The Shade Bytes option adds shading to identify the different hexadecimal bytes (00 to FF) using degrees of highlighting. Bytes near the lower range are more transparent, and bytes near 255 are more opaque. Both hexadecimal and ASCII bytes are shaded. This is an example of the shading applied to each hexadecimal byte.
The Shade Bytes switch controls the shading of bytes. When you set Shade Bytes on or off, your setting persists until you change it or refresh the browser.

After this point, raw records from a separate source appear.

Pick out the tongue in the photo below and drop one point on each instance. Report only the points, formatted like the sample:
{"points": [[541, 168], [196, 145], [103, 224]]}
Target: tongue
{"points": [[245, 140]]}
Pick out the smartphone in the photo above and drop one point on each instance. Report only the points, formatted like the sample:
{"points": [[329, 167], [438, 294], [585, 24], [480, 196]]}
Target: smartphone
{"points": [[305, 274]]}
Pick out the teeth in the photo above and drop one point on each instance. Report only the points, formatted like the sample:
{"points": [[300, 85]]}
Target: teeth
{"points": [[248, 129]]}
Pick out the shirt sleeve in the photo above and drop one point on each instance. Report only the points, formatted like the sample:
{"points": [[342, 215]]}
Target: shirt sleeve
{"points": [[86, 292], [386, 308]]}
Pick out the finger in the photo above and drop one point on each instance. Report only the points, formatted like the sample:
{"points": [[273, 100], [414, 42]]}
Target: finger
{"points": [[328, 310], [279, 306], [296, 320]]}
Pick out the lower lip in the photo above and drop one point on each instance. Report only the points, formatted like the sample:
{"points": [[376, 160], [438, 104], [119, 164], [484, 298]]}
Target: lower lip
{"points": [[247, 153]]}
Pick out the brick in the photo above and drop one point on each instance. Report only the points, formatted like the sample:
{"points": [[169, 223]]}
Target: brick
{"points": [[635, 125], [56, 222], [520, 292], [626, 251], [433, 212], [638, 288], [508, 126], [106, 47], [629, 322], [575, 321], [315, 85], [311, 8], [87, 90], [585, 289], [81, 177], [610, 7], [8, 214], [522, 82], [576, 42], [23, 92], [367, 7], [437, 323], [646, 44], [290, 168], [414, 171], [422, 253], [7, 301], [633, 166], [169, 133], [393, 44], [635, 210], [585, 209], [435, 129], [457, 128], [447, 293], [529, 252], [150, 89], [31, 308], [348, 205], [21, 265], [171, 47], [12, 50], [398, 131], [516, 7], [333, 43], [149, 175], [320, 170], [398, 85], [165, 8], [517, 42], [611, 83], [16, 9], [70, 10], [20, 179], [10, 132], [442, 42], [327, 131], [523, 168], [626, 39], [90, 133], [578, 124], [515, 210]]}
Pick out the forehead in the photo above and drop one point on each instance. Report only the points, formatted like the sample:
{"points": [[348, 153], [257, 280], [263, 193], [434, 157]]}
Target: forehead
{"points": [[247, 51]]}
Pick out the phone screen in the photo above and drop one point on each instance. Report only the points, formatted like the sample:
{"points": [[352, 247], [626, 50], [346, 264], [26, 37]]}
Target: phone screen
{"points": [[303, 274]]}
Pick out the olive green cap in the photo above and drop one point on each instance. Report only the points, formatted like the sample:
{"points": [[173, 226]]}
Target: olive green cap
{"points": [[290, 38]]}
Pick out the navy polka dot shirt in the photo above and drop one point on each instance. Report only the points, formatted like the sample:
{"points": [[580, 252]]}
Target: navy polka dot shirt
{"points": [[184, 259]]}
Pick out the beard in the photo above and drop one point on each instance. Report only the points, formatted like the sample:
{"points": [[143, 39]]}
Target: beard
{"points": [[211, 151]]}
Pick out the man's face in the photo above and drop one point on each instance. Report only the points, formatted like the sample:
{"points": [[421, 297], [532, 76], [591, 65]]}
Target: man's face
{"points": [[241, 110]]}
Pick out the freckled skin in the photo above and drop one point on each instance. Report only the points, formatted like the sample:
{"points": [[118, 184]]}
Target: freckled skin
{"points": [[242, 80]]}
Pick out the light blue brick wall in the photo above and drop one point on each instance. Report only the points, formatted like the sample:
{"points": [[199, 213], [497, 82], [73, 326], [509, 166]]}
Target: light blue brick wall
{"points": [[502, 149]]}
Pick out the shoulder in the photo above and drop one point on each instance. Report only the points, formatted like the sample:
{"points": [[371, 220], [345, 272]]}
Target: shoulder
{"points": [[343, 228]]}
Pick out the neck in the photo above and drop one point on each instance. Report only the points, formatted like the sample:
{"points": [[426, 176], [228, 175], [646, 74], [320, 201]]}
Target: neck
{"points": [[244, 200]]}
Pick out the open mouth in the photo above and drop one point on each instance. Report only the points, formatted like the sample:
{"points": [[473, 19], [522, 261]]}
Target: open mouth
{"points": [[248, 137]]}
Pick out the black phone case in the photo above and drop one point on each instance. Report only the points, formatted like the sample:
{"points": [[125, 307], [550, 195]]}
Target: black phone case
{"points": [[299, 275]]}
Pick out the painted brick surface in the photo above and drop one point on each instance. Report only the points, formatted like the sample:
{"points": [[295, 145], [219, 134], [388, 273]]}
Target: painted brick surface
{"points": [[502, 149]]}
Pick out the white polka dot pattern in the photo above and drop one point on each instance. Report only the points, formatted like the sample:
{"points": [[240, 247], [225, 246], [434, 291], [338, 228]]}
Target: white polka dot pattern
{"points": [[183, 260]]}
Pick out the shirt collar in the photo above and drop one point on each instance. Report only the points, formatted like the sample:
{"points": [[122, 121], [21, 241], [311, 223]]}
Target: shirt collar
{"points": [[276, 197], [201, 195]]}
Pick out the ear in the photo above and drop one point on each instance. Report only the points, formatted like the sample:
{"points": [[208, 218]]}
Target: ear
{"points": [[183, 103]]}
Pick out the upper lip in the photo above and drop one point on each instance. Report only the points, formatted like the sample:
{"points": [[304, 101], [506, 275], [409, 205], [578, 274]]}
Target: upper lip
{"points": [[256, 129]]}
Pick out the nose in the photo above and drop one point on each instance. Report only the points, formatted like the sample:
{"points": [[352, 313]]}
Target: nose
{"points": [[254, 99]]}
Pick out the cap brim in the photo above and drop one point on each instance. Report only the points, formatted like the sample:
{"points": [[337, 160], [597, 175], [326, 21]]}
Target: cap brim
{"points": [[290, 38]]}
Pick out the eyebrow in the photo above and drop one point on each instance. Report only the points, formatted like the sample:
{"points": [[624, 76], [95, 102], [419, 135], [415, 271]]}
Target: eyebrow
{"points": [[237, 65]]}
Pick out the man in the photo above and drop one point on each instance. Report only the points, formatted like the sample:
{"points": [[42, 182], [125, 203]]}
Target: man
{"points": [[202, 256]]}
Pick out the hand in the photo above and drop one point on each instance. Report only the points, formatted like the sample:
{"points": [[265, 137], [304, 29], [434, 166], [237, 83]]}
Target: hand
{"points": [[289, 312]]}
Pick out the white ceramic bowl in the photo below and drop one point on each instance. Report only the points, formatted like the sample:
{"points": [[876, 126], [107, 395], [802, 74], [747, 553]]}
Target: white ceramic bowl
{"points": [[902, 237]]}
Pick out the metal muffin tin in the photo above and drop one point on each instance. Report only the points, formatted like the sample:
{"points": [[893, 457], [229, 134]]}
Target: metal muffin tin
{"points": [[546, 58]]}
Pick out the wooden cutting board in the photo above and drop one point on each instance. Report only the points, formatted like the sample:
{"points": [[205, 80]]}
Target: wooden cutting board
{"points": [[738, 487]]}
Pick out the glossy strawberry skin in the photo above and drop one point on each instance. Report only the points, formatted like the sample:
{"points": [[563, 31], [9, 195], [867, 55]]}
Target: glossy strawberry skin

Highlight Common File Types in the Packet Analysis Panel
In the Packet Analysis panel, analysts can show or hide highlighting of certain common file types based on the file signature. When the Common File Patterns feature is turned on, the magic number bytes in the file signature are highlighted in the payload and you can hover over the highlighting to see the potential type of file. In this example, 89 50 4e 47 is highlighted in the hexadecimal payload and PNG is highlighted in the ASCII payload. When you hover over the highlighted bytes, the potential file type associated with the magic number is provided in a hover box.
These are the file types and corresponding magic numbers that are highlighted if present in the payload:
To view common file signatures in the Packet Analysis panel:
- Go to the Packet Analysis panel, and turn on the Common File Patterns option.
If there is more then one highlight in view, all are shown.
- To view the hover box, place the cursor over the highlighting.